六芒星(ダビデの星)を鋳出して、しかも中央に穴が開いているという変り者。

周囲には、「British West Africa 1937」の文字が見えます。
British West Africa(イギリス領西アフリカ)というのは、イギリスがアフリカ西部に何か所か分散して持っていた植民地の総称。強引にアフリカ大陸を九州にたとえると(あまりピンと来ないたとえで恐縮ですが)、佐賀から熊本にかけて、有明海に沿った地域がそれにあたります。現在の国名でいうと、ガンビア、シエラレオネ、ガーナ、そして域内最大のナイジェリア。

この六芒星デザインのコインは、ナイジェリア独立前夜、ナイジェリアが自治権を獲得した時代まで用いられました(そちらは発行者が「British West Africa」から「Federation of Nigeria」に改鋳されています)。


裏側には英国国王にしてインド皇帝のジョージ6世(国王在位1936-1952)の名が見えます。すなわち今のエリザベス女王のお父さんです。

   ★

この硬貨、たいそう変ったデザインですが、コインマーケットでは割とありふれたものと聞きました(発行量が多いのでしょう)。それに表面も大層すすけており、コインコレクターは高評価を付けないと思います。

しかし、その向うに想像される歴史は、実に奥深いものがあります。
この80年間で世界の地図がどれほど書き換わり、どれほどの血が流されたか。
この煤こそが、歴史そのものでしょう。


そして何と言っても、このコインは、他の何処でもない、あのラガード研究所にあったのです。そして、あの仄暗い店舗の隅で、鈍い星の光を放っていたのです。そのことの意味は他の人には伝わりにくいかもしれませんが、私にとってはとても大きいのです。
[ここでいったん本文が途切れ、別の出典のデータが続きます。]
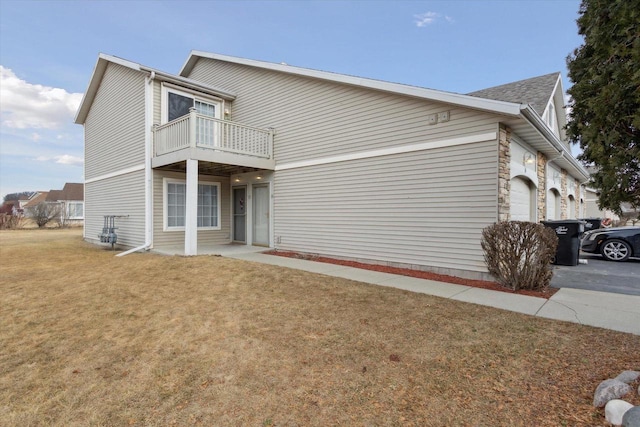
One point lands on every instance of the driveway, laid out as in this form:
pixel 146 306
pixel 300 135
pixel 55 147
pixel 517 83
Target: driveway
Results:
pixel 599 275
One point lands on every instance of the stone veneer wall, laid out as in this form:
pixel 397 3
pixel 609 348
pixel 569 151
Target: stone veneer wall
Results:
pixel 542 187
pixel 504 174
pixel 563 195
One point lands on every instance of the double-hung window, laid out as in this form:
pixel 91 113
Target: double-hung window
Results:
pixel 176 201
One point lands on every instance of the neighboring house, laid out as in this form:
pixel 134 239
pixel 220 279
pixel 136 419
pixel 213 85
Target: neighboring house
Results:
pixel 257 153
pixel 39 197
pixel 69 200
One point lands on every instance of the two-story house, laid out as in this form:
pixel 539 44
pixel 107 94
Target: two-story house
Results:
pixel 232 150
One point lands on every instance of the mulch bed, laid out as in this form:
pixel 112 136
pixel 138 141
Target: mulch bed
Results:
pixel 484 284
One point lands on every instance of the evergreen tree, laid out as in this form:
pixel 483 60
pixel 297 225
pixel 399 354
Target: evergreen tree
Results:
pixel 605 106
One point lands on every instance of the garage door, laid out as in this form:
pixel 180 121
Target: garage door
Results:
pixel 520 200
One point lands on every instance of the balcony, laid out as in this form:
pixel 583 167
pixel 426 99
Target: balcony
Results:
pixel 200 137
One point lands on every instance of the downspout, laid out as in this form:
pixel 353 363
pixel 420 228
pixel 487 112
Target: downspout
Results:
pixel 546 179
pixel 148 173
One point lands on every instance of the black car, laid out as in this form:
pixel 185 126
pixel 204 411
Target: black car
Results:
pixel 615 244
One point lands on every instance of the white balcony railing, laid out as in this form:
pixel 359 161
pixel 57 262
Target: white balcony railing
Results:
pixel 197 130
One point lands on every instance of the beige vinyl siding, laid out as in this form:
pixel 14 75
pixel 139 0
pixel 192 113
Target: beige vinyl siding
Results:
pixel 424 208
pixel 176 238
pixel 114 128
pixel 120 195
pixel 315 118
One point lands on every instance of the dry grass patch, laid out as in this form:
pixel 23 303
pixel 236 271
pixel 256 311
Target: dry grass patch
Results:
pixel 90 339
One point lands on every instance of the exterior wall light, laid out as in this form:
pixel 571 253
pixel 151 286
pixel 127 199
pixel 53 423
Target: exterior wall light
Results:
pixel 528 159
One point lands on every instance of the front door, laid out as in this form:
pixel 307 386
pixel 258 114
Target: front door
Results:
pixel 239 214
pixel 261 215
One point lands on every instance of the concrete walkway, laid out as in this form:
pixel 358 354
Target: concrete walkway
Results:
pixel 601 309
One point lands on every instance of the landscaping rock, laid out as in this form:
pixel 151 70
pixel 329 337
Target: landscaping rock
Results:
pixel 615 410
pixel 631 418
pixel 608 390
pixel 628 377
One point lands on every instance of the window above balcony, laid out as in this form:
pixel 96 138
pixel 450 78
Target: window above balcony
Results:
pixel 176 103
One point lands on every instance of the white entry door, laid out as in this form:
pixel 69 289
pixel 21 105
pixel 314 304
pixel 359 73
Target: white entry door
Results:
pixel 261 215
pixel 520 200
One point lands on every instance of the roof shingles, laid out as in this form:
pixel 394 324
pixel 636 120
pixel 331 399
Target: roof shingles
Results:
pixel 536 91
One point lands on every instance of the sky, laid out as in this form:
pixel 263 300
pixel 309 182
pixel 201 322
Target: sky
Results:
pixel 48 50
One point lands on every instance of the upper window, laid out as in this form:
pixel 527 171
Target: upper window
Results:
pixel 176 202
pixel 178 103
pixel 550 118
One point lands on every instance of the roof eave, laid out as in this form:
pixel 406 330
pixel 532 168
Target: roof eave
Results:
pixel 555 145
pixel 94 83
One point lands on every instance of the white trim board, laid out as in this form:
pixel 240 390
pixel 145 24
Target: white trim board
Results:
pixel 490 136
pixel 117 173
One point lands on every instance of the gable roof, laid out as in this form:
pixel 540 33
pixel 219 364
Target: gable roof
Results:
pixel 38 198
pixel 101 66
pixel 54 196
pixel 72 191
pixel 536 91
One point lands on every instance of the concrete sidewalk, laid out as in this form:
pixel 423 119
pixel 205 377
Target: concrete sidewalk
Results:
pixel 601 309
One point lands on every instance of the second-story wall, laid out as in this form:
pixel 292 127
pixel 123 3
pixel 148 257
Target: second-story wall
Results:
pixel 315 118
pixel 114 128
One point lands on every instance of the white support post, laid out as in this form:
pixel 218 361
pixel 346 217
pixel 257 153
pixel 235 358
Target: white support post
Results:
pixel 193 122
pixel 191 210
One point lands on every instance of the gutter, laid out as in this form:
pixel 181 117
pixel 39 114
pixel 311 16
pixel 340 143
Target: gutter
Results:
pixel 148 173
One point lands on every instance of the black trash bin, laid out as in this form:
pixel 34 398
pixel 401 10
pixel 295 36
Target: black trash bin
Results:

星のコインは、淡嶋さんからいただいた、ラガード研究所特製の蠟引き小箱にぴたり収まりました。蓋をそっと開けて中を覗き込めば、これからいつでもあの空間を感じることができるでしょう。


さあ、皆さんもどうぞ「あの世界」へ―。


(『ガリバー旅行記』に登場する本家「ラガード」は、日本の東方に浮かぶバルニバービ島に築かれた都市。しかし空中都市ラピュータに圧伏され、苦戦中です。)